When you look at search engine optimization as an example,
“If you’re a Fortune 500 auto parts supplier, ranking highly across a variety of search environments involves optimizing multimedia content, research content, and other knowledge sources.”
Nate Caminata, Springthrough Digital Strategist
You likely have a lot of information on your website and other digital formats that you’re trying to manage. Make sure your strategy considers the full process of publishing, promoting, and expiring the content you’ve spent the time to create. You can optimize and repurpose that information to continue to see results.
It will be a lot easier in the long haul, if you consider the sheer amount of content that you will have to manage upfront. Think about your workflow, the tools that can help you, and your policies for removing or revising content. That will be your best approach to avoid a situation where your content feels out-of-hand and unmanageable.
Step 3. Help your company understand your success.
Most enterprise marketers have an entire toolkit of systems to help them complete their digital activities. Choose any acronym - CMS, DAM, CRM - and it contributes to your overall efforts, with each system offering analytics around your work. You have likely defined the metrics you’re trying to reach with any new marketing initiative. The trick comes in translating those isolated numbers into real impact.

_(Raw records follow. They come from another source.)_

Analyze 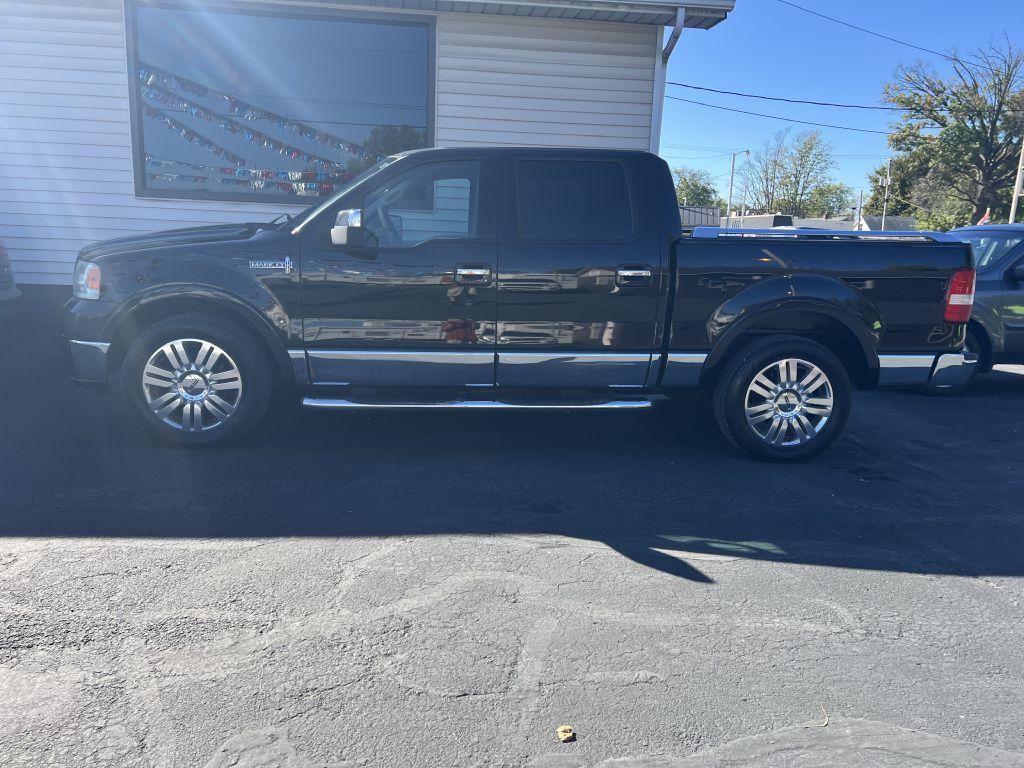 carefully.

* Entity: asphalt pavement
[0,290,1024,768]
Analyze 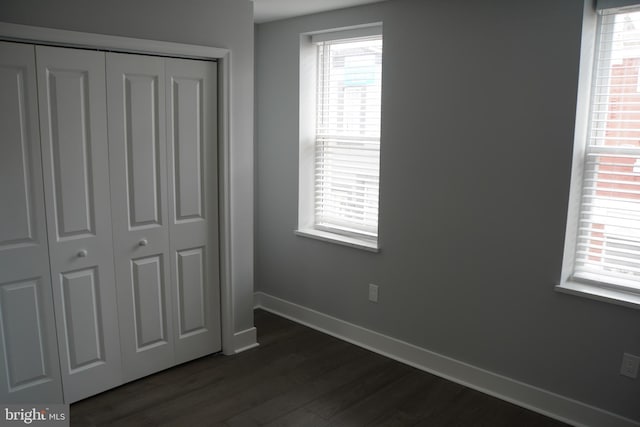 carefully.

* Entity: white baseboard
[254,292,640,427]
[233,327,260,353]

We've seen a number of customers gather their analytics manually, but ideally you can set up your systems to work together. That may mean building an integration between marketing systems. If you want further customization, many companies are now building custom dashboards to bring together the numbers that matter to their business. Because it's not just about how you understand these numbers in your day-to-day work, it's about how you can communicate those numbers to the other people at your company. Getting buy-in from other departments for Marketing initiatives can be a challenge without the numbers to validate your decisions.
While the details for each manufacturing company may be different, we've seen the most successful digital marketing strategies account for these 3 considerations. They help to increase buy-in across the company and help drive and communicate the results you want to show.